Steve - Add me to the list of people who are very happy that you made it out of the dark place. I'm grateful that you are alive on this planet. You make it a better place. And I'm sorry that you were ever in that place to begin with. The book that I have found most helpful in coming to a place of acceptance is When Things Fall Apart: Heart Advice for Difficult Times by Pema Chödrön. Of course, I also believe that when we're ready, the teacher shows up in one form or another. You were ready and allowed the teacher in. I wish you continued peace and happiness.
Your post made me think of the saying about comparing our insides to other people's outsides. I never would have thought that you were in that place and in that amount of pain. You've always struck me as a very happy and contented person. More and more I find that getting to know others challenges my perceptions and allows a connectedness that is not possible when we are closed off. Thank you for sharing your struggle. I hope that we can lessen your burden, even if just a little bit, and provide you a sense of connection, even if it's from afar.
Thank you, Geila. I thought long and hard about writing what I did. Not the kind of thing one broadcasts from rooftops. But it seemed appropriate. At least my post seems to have served a broader purpose here.

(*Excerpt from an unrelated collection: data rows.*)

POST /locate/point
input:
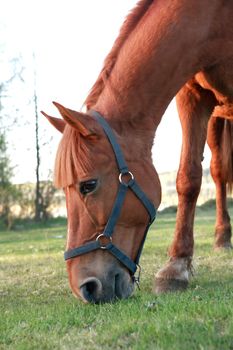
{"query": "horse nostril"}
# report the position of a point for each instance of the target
(91, 289)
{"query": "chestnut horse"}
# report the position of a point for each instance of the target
(165, 48)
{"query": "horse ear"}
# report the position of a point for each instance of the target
(80, 121)
(59, 124)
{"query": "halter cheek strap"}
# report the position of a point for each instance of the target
(124, 186)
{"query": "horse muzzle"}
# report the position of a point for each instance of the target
(106, 288)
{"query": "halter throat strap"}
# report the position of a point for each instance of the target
(124, 186)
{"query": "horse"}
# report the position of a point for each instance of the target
(165, 48)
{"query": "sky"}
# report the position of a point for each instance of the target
(70, 39)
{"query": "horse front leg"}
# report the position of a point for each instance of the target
(195, 106)
(217, 130)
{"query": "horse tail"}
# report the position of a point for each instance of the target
(227, 153)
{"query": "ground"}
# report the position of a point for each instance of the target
(38, 310)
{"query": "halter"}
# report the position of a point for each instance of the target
(124, 186)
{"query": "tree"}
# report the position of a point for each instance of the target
(8, 192)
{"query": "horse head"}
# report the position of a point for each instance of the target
(87, 170)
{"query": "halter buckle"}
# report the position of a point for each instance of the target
(102, 244)
(129, 182)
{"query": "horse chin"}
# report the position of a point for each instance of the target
(113, 285)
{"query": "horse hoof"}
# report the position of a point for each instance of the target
(174, 276)
(169, 285)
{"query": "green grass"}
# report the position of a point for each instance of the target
(38, 311)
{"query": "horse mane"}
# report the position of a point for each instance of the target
(128, 26)
(72, 156)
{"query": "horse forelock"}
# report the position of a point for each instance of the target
(72, 157)
(128, 26)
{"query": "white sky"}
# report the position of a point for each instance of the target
(70, 39)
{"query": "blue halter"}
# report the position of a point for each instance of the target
(106, 235)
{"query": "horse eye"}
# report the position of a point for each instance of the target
(87, 186)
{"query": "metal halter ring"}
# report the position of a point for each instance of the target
(102, 246)
(131, 180)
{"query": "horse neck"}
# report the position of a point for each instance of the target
(164, 50)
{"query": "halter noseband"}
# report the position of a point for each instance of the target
(115, 213)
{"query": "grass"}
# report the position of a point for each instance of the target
(37, 310)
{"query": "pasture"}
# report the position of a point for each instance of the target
(38, 310)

I have long believed pain is not a stopping place. I have difficulty understanding why anyone would want to remain there. Of course, there's recognizing that one is stuck -- and that can be subject to interpretation. I denied being stuck for a long time. Some might have caught on to that faster than I did; others might have needed even longer. People; they're just hard to figure out.
Steve, Imdont especially like computers any more, they annoy me too often.
But the humans, they are impossible.
Dogs—that’s the ticket. And cats.
Also so glad you are here Steve. Your absence would be a big loss.
Thanks so much for sharing, Steve. So glad you are here as well.
When I think I am not doing enough or doing things "right" or helping as much as I can, etc. etc. etc. I try to remember to just go back to basics - smile as much as possible, be nice, and be kind. These three things are chosen behaviors and are ALWAYS possible, and if I can get through a whole day doing those three things, it gives me hope.
Steve, I was a fan of the old T.V. show M.A.S.H. and still watch it in reruns on an oldies channel. When I finally heard the words to the opening theme song I was, shocked is not the right word, but startled maybe to hear "suicide is painless, it brings on many changes. And, I can take or leave it if I please.". Suicide is NOT painless for the families and friends who are left with the pain forever. My husband came from a family where suicide was way too commonplace. I am talking his father, 2 uncles and 2 brothers. At the minimum. There may have been a niece also. So I have seen the devastation, questions, and overwhelming pain that is left in the aftermath. When my husband passed away suddenly of an apparent massive heart attack, one of my first thoughts was "at least I won't have to see him go through what his brothers went through". And, they were good, functioning members of society. Not some hopeless derelict who gives up on life. But they did, they had too in their minds. I am so happy Steve that you got help and didn't give up.
CL I have no answers. I know the world is a very depressing and ugly place at times and I guess my way of dealing with it is hiding my head in the sand too much. I seldom watch the news. On facebook, I scroll by things that "hurt my heart" and if I do see/read something terribly bad, it haunts me for a long time. I have a friend who also is a potter and we were discussing an issue one day where I was wanting to do something, do more, and she very gently said "you do what you can". I recall those words in different situations. I do what I can.